Managers must discern the different working styles of Gens X and Y, and tailor how they work with each group, experts say, noting they’re talking in sweeping terms when describing the generations, and there are always exceptions at the individual level.
“Each generation comes to work each day with a certain list of unique strengths and shortcomings. The key is understanding which generation’s shortcomings can be overcome by another generation’s strengths,” said Underwood, founder and president of The Generational Imperative, an Ohio-based consulting group on generational issues in the workplace.
Making Leaders Out of Gen X – Training and Mentoring
Dr. Tim Irwin, a corporate psychologist based in Atlanta, said as Xers take on more management positions, the biggest challenge is to develop them into effective leaders fairly quickly. Some are already flourishing as innovators and leaders, he said.
Because many Xers work well independently, Cam Marston, a Mobile, Ala.-based consultant specializing in multigenerational communications, suggests giving them projects and assignments to do on their own. They also tend to search for heroes they know personally, Marston said, which means they’ll be loyal to a supportive boss, not to a company.
“Gen X, with their carpe diem mentality, decided that enduring a poor manager isn’t worth the effort, and they will search to find the right person with whom to work. They have an intrinsic need to identify with this role model or hero, and they will actively change jobs until that person is found,” Marston explained in his recent book, “Motivating The ‘What’s In It For Me?’ Workforce.”
So managers looking to cultivate and retain Gen X should strive to be good mentors.
“Training and mentoring are two of the biggest things that Gen X and Y are looking for,” said Ruth Storrings, director of human resources at the AlphaStaff Group, an HR outsourcing firm.
Listen to Gen Y – and Manage Unrealistic Expectations
Along the lines of mentoring, managers should engage with Gen Y, Irwin suggested, talking with them regularly and understanding their career hopes and aspirations.
“One thing I tell Gen Xers moving into middle management and baby boomers is to help Yers find meaning in their work,” he said. “Make sure Gen Yers have a line of sight to the customer. It’s a way to help people find meaning in their work-if someone senses they’re serving another person, it makes the job more meaningful.”
Underwood said managers must be aware of Millenials’ sometimes unrealistic expectations.
“Because Millenials came of age so protected and nurtured by adults, my clients tell me Millenials are entering their work years with wildly unrealistic expectations about their entry-level jobs, and with an unrealistic sense of entitlement. They want in on the big decisions right away,” he said. “In all my generational workplace seminars, which usually are with management at companies, I advise my clients to give Millenials a strong orientation, to give them a realistic expectation about what’s ahead.”
Gen Yers also need help with time management, Marston said.

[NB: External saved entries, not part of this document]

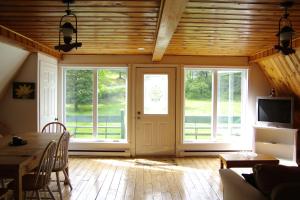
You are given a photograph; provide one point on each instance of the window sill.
(75, 140)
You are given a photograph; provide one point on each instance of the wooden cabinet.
(279, 142)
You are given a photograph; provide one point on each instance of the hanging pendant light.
(66, 30)
(285, 31)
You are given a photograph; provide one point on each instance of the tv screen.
(275, 110)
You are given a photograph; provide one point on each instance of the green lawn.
(192, 108)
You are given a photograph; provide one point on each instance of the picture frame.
(23, 90)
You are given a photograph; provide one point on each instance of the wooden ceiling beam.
(17, 39)
(171, 13)
(270, 52)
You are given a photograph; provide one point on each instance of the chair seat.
(28, 183)
(3, 192)
(57, 167)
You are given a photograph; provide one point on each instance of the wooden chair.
(4, 129)
(54, 127)
(40, 178)
(61, 161)
(3, 194)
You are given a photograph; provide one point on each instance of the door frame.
(178, 104)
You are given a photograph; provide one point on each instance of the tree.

“They’ve been managed and organized throughout their entire lives, so they’re not very good at structuring their work day and prioritizing,” he said.
Ultimately, workers and managers should value each other’s differences, experts say.
“If you value something you manage it better. Conversely, I think Gen Yers need to appreciate what these older generations have accomplished. They’ve done some extraordinary things and Yers need to appreciate that,” Irwin said.